Mitte Mai stimmte Brasiliens Senat für ein Amtsenthebungsverfahren gegen Präsidentin Dilma Rousseff von der Arbeiterpartei (PT). Zum Interimspräsident ernannt wurde Michel Temer, dessen PMDB über 14 Jahre die PT-Regierungen unter Lula da Silva und Dilma Rousseff gestützt hatte. Was bedeutet die neue Situation für Outras Palavras?

Für uns bedeutet das eine Wende in unserer Redaktionsarbeit. Normalerweise schauen wir eher nach Außen, auf internationale Themen und die Debatte um Alternativen zum Kapitalismus. Die Entwicklungen in der brasilianischen Politik zwingen uns dazu, uns stärker mit nationalen Themen auseinanderzusetzen, die zum Teil wirklich banal sind.

Kannst du uns einen Eindruck geben von der Interimsregierung? Was ist von ihr zu erwarten und was sind ihre ersten Maßnahmen?

Das erste Mal seit 1979, seit der vorletzten Militärregierung, ist keine Frau Teil des Kabinetts. Die Regierung besteht aus einer Gruppe reicher weißer Männer. Und fast alle sind alt. Das ist schon ein starkes Symbol.

Innerhalb weniger Tage hat diese Gruppe ein Bündel harter Maßnahmen getroffen – einige sind beschlossen, andere schon in der Umsetzung. Einige Maßnahmen betreffen die Verwaltung. Unter dem Vorwand, sparen zu wollen, wurden zehn Ministerien geschlossen: Unter anderem das zur Umsetzung der Agrarreform, das für Frauen, für Jugend, für Kultur. Im Falle des Kulturministeriums musste die Regierung den Beschluss nach einer Reihe Protestaktionen von KünstlerInnen und Intellektuellen immerhin zurücknehmen. Diese Schließungen sind keine bloße Formsache. Wenn ein Ministerium mit seiner ganzen institutionellen Struktur einmal geschlossen wurde, ist es sehr teuer, das Ganze nach einem Ende der illegitimen Regierung wieder herzustellen.

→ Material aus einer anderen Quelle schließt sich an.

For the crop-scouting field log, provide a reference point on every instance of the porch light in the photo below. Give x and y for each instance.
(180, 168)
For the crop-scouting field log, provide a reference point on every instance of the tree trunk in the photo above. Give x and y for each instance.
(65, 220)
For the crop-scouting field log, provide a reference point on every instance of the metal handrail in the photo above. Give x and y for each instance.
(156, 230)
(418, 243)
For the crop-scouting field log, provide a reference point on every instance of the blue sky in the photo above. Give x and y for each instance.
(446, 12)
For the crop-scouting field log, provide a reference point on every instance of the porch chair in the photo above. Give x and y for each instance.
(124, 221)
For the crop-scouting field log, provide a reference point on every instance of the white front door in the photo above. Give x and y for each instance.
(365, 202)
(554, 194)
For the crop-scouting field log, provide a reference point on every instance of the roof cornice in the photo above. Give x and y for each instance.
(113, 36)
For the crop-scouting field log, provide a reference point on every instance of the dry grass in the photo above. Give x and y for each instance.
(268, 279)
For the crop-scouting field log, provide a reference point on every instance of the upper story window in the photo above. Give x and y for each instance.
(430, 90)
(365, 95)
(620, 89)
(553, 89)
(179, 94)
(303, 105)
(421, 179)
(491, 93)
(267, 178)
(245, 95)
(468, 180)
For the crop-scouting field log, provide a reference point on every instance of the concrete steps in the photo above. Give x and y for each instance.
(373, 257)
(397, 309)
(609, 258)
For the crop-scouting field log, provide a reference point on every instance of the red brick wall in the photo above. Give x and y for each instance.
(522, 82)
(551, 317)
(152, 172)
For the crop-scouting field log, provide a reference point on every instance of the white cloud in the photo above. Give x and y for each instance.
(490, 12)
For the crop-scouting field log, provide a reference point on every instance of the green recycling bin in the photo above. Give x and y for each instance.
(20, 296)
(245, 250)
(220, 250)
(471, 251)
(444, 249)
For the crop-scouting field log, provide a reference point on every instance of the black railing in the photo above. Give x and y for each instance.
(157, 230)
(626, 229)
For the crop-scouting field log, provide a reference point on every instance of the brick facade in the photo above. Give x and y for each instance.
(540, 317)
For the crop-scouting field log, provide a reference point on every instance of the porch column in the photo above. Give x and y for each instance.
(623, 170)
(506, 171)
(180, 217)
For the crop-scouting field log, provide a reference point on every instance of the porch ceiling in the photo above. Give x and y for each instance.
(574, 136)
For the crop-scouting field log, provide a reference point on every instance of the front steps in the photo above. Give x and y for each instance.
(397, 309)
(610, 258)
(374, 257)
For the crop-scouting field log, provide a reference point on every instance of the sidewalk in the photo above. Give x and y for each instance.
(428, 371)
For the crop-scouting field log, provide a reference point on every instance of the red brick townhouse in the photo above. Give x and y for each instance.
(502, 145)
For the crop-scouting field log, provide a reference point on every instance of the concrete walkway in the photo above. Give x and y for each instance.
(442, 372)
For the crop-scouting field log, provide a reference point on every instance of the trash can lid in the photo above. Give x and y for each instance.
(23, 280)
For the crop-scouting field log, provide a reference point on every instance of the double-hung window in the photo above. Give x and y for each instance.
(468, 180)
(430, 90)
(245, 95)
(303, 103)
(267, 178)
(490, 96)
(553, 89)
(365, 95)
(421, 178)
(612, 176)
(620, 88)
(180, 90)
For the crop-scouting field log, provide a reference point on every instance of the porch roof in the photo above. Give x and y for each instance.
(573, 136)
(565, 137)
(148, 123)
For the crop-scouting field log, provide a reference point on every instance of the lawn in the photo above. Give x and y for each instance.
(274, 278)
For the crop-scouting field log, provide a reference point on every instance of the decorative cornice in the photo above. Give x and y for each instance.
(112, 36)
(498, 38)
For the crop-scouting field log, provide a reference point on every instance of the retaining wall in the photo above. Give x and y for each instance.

Was für eine Politik setzt sich da gerade durch?

Zurzeit haben hier alle das Gefühl eines großen Rückschritts. Ein Beispiel: Seit Jahren haben Abgeordnete, die dem christlichen Fundamentalismus nahestehen, die geschlechtersensible Pädagogik und die Anerkennung der unterschiedlichen sexuellen Orientierungen kritisiert, wie sie von den Ministerien für Frauen und Jugend vorangetrieben wurden. Und jetzt wurden genau die Ministerien dicht gemacht.

Aber das ist nur ein Teil. Ein zweites Maßnahmenbündel betrifft den Etat. Die Interimsregierung konnte dank ihrer großen Mehrheit im Kongress einen Nachtrag zum Haushalt 2016 beschließen, der ihr umgerechnet über 33 Millionen Euro mehr zur Verfügung stellt. Wichtig ist, dass die Verwendung nicht, wie sonst üblich, festgelegt ist. Man kann annehmen, dass das Geld gebraucht wird, um die vielen kleinen, aber wichtigen Interessen zu bedienen, von denen die Mehrheit für Temers Regierung abhängt. Außerdem soll das erweiterte Budget wohl dazu dienen, mit öffentlichen Geldern die geplanten Privatisierungen zu finanzieren.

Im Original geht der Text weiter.